By Dustin Luca
---- — When Kelsey Stevens came to Andover High School, she imagined becoming an athlete like her brother. Instead, she became the go-to shutterbug of the class of 2013, building a solid portfolio and reputation even before she picked up her diploma Monday night.
“I wanted to be a soccer player and go to some school where I could go into architecture or engineering,” she said.
But now, the Chicago-bound Stevens has her goals fixed on a job as a photographer for National Geographic.
“Dream big,” said the 18-year-old graduate.
Stevens launched her photography career as a sophomore, when she found herself enrolled in a Photography I course. She initially tried to drop the class, but offerings were sparse and nothing else fit her schedule, she said.
She soon realized she enjoyed working with a camera — so much so that it developed into a full-fledged hobby. That Christmas, she got a pricey digital single-lens reflex camera and her fate was sealed.
Leading up to graduation, Stevens filled her days with academics and her nights with photo shoots. She had so many clients wanting everything from senior photos to event coverage that she had to turn gigs down, she said.
She has also been known to capture town events and do photo work for Andover Youth Services. In recent weeks, her time was spent putting together the senior slide show, her final photo foray for the class of 2013.

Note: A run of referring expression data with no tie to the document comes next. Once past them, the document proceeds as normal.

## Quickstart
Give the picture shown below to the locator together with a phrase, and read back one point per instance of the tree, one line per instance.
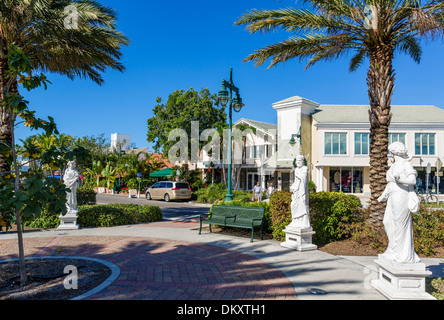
(180, 110)
(108, 173)
(372, 29)
(75, 38)
(29, 193)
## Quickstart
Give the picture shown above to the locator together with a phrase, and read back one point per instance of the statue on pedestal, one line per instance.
(402, 201)
(71, 179)
(299, 205)
(401, 274)
(298, 234)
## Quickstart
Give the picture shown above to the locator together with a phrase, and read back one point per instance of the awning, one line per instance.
(165, 173)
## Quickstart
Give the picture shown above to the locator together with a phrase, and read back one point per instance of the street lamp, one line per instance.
(226, 98)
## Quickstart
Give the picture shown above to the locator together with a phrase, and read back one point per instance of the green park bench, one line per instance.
(233, 216)
(3, 223)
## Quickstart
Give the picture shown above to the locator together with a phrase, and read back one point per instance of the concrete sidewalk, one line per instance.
(169, 260)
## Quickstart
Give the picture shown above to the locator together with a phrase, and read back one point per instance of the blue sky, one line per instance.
(193, 44)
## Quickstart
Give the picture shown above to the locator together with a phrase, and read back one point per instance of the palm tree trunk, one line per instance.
(5, 120)
(380, 80)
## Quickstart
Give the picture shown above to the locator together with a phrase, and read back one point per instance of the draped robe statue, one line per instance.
(401, 203)
(70, 179)
(299, 205)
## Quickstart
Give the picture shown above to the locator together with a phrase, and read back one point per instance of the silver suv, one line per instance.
(169, 190)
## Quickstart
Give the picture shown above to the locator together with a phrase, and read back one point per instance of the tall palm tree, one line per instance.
(372, 29)
(75, 38)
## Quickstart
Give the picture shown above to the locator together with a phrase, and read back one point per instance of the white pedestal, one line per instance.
(299, 239)
(402, 281)
(68, 222)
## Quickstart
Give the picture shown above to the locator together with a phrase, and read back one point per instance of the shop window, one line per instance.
(424, 143)
(335, 143)
(347, 180)
(362, 143)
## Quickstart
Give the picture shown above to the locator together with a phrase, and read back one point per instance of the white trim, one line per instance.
(393, 125)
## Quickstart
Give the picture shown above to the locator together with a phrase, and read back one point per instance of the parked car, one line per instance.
(169, 190)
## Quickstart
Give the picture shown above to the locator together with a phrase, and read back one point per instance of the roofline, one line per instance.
(257, 127)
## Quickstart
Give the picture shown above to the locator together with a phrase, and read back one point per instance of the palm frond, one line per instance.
(315, 47)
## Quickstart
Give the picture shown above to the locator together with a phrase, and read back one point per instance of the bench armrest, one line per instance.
(203, 214)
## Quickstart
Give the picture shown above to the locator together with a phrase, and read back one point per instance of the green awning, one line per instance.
(165, 173)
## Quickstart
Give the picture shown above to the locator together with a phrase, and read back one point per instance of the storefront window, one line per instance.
(421, 180)
(362, 142)
(347, 180)
(335, 143)
(424, 143)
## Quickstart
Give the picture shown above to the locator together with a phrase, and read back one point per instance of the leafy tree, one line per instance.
(371, 29)
(29, 193)
(75, 38)
(181, 108)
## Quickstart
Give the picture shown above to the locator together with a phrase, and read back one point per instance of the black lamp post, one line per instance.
(225, 98)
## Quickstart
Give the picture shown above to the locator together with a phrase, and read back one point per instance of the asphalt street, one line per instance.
(173, 210)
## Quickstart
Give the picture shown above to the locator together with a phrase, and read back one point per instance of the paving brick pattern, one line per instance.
(161, 269)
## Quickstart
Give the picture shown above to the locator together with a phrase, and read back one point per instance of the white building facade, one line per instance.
(335, 141)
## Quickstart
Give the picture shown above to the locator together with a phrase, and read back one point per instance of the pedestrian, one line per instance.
(257, 192)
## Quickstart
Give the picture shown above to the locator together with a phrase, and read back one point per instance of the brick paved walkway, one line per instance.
(161, 269)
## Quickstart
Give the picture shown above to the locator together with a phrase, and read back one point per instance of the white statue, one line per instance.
(300, 213)
(70, 179)
(401, 203)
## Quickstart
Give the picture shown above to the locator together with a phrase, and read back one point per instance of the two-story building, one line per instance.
(335, 140)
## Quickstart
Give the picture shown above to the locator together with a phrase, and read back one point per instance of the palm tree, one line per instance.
(75, 38)
(372, 29)
(108, 173)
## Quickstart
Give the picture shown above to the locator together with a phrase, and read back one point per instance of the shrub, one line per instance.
(217, 192)
(117, 214)
(330, 214)
(428, 230)
(46, 221)
(86, 196)
(140, 214)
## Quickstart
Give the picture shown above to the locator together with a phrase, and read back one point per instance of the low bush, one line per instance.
(117, 214)
(217, 192)
(428, 230)
(280, 213)
(330, 214)
(109, 215)
(86, 196)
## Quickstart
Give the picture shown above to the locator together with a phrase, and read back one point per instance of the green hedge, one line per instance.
(109, 215)
(428, 230)
(217, 192)
(86, 196)
(330, 213)
(117, 214)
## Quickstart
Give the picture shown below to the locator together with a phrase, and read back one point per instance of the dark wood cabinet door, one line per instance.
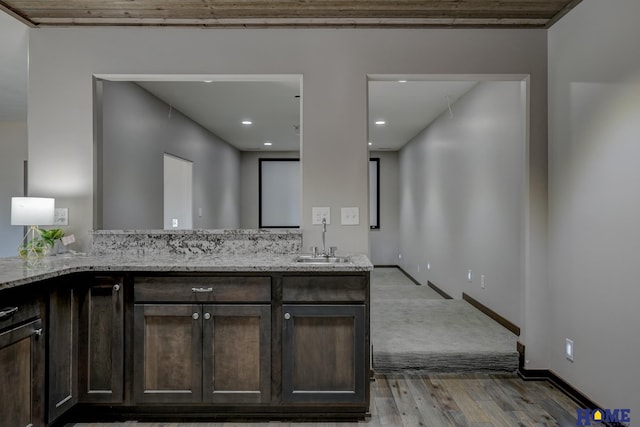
(21, 381)
(167, 353)
(63, 350)
(324, 359)
(101, 348)
(237, 353)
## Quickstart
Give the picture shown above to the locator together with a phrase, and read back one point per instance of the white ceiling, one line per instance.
(221, 106)
(273, 107)
(408, 107)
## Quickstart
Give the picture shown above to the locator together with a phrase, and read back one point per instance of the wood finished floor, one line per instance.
(474, 400)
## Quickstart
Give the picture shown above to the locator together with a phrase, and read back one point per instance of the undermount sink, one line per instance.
(309, 259)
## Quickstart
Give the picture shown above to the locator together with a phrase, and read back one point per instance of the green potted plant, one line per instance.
(50, 237)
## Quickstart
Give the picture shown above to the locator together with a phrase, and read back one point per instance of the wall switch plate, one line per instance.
(350, 216)
(569, 349)
(319, 213)
(61, 216)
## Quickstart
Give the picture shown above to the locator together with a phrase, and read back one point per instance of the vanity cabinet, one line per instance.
(62, 348)
(22, 361)
(101, 344)
(325, 340)
(202, 340)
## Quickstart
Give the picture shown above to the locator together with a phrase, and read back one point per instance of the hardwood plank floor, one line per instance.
(437, 400)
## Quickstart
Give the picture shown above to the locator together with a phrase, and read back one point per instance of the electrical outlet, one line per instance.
(350, 216)
(319, 213)
(569, 349)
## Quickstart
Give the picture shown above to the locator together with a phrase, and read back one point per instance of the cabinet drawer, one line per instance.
(324, 289)
(15, 312)
(202, 289)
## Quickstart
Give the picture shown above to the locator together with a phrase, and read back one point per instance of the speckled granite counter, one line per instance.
(196, 242)
(13, 272)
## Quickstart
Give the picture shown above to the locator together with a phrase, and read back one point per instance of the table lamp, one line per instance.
(32, 212)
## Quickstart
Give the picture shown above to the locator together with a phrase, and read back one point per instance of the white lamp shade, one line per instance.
(32, 210)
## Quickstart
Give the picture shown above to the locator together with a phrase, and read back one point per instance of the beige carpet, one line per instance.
(414, 329)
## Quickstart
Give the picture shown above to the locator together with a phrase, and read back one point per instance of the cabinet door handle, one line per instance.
(197, 290)
(7, 312)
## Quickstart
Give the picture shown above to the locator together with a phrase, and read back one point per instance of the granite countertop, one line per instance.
(13, 272)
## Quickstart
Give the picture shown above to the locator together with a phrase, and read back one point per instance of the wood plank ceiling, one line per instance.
(291, 13)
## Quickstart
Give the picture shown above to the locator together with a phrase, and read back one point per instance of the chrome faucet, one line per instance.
(324, 232)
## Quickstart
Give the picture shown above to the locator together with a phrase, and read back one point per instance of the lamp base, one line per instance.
(32, 248)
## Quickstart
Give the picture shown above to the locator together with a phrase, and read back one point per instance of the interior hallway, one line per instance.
(414, 329)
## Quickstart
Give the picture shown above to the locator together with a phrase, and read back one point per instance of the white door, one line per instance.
(178, 193)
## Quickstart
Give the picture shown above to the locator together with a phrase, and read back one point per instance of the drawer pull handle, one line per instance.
(7, 312)
(201, 290)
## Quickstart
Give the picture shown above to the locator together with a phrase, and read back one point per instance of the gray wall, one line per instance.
(594, 203)
(462, 199)
(13, 126)
(335, 64)
(249, 161)
(13, 144)
(137, 131)
(385, 240)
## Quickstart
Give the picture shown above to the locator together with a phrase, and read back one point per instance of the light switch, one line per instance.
(319, 213)
(350, 216)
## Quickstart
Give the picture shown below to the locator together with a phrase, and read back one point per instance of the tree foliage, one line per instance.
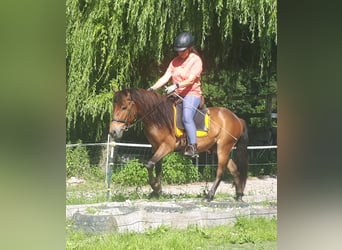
(128, 43)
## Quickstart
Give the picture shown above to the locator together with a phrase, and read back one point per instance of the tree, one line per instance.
(124, 43)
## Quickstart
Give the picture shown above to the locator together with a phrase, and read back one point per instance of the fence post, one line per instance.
(109, 166)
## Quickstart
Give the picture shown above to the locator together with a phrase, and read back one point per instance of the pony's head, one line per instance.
(124, 113)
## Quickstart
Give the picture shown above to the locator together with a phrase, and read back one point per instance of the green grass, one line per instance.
(256, 233)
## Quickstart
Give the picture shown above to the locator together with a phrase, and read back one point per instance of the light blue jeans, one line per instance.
(190, 105)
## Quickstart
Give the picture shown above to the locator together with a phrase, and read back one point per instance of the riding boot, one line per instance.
(191, 150)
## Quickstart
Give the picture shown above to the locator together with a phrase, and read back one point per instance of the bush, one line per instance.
(77, 162)
(131, 174)
(178, 169)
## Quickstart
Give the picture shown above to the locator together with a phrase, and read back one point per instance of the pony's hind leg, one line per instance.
(155, 181)
(221, 169)
(237, 182)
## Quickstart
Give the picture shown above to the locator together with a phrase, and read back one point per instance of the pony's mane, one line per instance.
(156, 109)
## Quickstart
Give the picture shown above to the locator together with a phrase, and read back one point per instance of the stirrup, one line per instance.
(191, 150)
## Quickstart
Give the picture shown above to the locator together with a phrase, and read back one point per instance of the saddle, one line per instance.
(201, 119)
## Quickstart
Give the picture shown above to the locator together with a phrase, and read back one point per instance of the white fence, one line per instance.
(111, 146)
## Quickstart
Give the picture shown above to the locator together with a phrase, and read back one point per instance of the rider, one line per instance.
(185, 71)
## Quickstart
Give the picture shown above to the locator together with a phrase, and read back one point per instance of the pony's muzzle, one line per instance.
(116, 131)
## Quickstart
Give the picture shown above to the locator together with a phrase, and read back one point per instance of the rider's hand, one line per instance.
(171, 88)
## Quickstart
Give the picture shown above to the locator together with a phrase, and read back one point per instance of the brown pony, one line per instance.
(156, 113)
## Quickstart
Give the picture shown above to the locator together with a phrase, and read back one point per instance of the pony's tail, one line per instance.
(241, 155)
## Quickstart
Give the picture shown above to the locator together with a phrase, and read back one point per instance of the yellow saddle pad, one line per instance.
(201, 121)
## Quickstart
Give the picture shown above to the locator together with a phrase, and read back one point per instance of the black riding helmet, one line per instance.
(183, 41)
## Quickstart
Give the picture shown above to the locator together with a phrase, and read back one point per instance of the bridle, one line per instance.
(125, 121)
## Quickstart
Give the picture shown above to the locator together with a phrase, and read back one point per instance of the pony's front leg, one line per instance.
(155, 182)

Even as she is preparing to leave town for Chicago and the campus of North Park University, current high school juniors are lining up to schedule appointments to have their senior photos taken for next year.

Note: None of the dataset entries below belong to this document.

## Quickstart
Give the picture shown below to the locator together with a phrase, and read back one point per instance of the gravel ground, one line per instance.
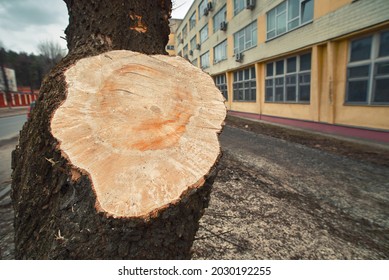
(282, 194)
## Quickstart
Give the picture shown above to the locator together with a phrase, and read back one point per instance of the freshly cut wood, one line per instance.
(118, 158)
(144, 129)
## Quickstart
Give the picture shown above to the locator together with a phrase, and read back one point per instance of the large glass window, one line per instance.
(192, 21)
(220, 51)
(204, 34)
(221, 84)
(202, 8)
(204, 60)
(244, 85)
(245, 38)
(238, 6)
(219, 18)
(289, 80)
(368, 70)
(288, 15)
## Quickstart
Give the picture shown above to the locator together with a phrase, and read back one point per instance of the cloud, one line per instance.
(20, 14)
(25, 23)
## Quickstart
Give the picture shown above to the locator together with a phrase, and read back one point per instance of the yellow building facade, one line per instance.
(295, 61)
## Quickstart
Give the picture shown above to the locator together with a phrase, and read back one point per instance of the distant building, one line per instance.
(317, 63)
(170, 47)
(10, 74)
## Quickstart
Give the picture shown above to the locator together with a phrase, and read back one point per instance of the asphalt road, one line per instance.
(10, 126)
(274, 199)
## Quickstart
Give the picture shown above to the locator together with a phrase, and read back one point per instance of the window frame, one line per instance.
(273, 81)
(240, 84)
(372, 63)
(194, 39)
(202, 40)
(240, 7)
(202, 6)
(287, 26)
(223, 18)
(242, 34)
(220, 45)
(208, 60)
(221, 84)
(192, 21)
(185, 31)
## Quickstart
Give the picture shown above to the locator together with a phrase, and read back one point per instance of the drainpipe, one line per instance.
(330, 76)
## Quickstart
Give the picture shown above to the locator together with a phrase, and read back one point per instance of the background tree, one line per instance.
(56, 212)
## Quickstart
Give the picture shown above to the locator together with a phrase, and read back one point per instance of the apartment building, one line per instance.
(322, 64)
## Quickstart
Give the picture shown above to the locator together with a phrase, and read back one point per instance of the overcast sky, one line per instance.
(25, 23)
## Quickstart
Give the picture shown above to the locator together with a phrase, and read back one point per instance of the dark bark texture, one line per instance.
(55, 215)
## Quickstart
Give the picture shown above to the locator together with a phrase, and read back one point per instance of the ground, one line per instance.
(286, 194)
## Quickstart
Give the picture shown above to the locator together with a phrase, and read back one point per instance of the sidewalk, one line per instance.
(13, 111)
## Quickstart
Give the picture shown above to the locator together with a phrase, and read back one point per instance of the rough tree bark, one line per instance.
(58, 214)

Andover High photography teacher Brittany Martin said she started entering Stevens in competitions even before she had her in a class.

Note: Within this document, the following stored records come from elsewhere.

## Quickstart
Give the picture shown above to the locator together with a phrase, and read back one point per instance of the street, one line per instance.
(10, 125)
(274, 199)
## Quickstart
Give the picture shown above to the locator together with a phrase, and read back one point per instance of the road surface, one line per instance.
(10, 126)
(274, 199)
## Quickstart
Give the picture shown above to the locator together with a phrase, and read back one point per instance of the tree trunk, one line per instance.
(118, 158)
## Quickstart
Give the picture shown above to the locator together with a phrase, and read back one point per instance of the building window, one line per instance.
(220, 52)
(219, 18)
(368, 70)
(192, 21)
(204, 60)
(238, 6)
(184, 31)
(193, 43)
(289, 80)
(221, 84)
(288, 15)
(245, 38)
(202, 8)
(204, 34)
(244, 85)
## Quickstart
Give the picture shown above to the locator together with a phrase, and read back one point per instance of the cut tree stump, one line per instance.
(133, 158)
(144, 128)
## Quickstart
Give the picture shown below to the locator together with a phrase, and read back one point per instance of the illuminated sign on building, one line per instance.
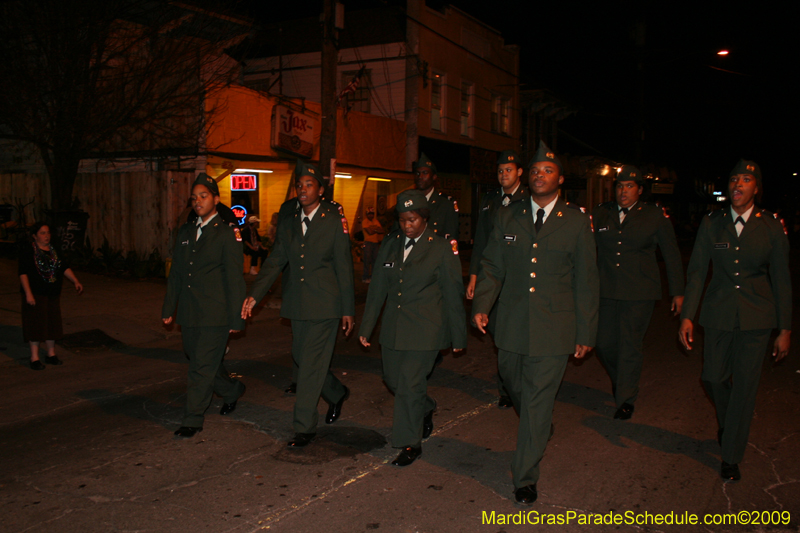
(239, 212)
(293, 131)
(244, 182)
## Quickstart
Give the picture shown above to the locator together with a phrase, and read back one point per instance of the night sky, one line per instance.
(698, 120)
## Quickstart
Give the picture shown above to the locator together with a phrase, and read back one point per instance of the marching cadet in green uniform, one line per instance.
(540, 266)
(206, 285)
(443, 209)
(509, 174)
(750, 294)
(418, 276)
(317, 292)
(287, 211)
(627, 232)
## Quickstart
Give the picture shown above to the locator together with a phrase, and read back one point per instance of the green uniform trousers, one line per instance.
(312, 350)
(731, 371)
(406, 374)
(205, 347)
(501, 388)
(621, 327)
(533, 383)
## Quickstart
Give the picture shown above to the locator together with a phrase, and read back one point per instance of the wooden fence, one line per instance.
(134, 210)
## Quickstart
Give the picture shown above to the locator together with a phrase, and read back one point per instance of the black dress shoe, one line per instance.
(228, 408)
(335, 409)
(505, 402)
(186, 432)
(730, 472)
(526, 495)
(407, 455)
(301, 440)
(624, 412)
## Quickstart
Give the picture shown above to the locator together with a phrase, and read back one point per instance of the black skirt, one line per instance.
(41, 322)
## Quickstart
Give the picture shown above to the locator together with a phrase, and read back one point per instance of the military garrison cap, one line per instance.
(748, 167)
(304, 168)
(424, 162)
(411, 200)
(630, 173)
(509, 156)
(208, 181)
(544, 153)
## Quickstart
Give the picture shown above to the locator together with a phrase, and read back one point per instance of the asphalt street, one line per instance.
(88, 446)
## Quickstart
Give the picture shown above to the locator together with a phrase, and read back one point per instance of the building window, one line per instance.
(500, 114)
(467, 99)
(358, 99)
(437, 102)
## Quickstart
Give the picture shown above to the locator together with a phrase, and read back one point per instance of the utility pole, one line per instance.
(640, 30)
(327, 141)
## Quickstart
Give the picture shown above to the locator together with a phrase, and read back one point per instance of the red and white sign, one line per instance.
(244, 182)
(293, 131)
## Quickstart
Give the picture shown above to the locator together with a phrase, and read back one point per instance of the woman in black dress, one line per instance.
(41, 274)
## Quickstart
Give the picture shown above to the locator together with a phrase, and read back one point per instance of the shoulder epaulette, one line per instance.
(576, 207)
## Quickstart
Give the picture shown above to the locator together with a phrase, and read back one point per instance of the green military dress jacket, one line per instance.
(318, 283)
(750, 278)
(545, 284)
(444, 215)
(491, 202)
(626, 252)
(205, 281)
(423, 296)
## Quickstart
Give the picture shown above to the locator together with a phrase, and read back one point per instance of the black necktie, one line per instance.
(539, 220)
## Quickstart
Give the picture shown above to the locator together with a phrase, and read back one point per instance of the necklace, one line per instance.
(47, 263)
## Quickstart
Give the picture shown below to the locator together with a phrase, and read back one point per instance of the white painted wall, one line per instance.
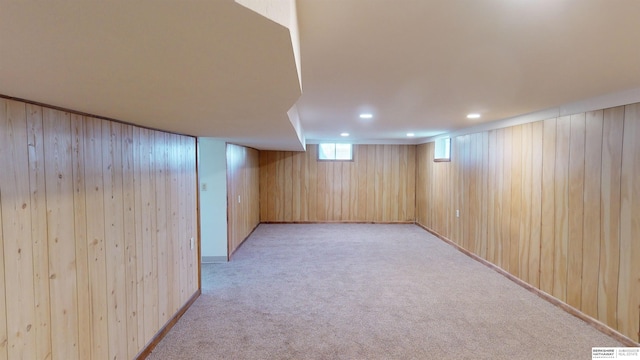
(212, 170)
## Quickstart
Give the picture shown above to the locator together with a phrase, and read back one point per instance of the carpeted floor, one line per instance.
(362, 291)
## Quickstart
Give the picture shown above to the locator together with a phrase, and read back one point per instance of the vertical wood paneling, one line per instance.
(410, 189)
(288, 186)
(242, 178)
(506, 199)
(561, 203)
(18, 253)
(536, 204)
(629, 280)
(610, 214)
(548, 206)
(491, 196)
(131, 275)
(591, 223)
(62, 268)
(80, 214)
(3, 304)
(576, 211)
(95, 236)
(140, 284)
(312, 163)
(526, 180)
(78, 201)
(499, 203)
(516, 200)
(163, 233)
(561, 235)
(38, 232)
(378, 185)
(114, 233)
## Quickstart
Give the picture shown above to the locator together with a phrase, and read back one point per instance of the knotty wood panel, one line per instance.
(629, 280)
(592, 206)
(378, 185)
(576, 210)
(243, 191)
(39, 230)
(610, 215)
(561, 206)
(79, 220)
(18, 258)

“She has really lit a fire in the fine arts, and particularly photography,” Martin said.
Martin said that many members of the high school photography club, which Stevens helped form, “pay attention to what she’s doing and try to make her achievements their own goals.”
“People really depend on her here,” Martin said. “We’re really going to miss her.”
Stevens is undecided on her college major, though she is leaning toward either business — where she said she can learn how to promote her photography skills — or communications.
But “if I’m not liking what I’m doing, I’ll absolutely turn back to photography,” she said.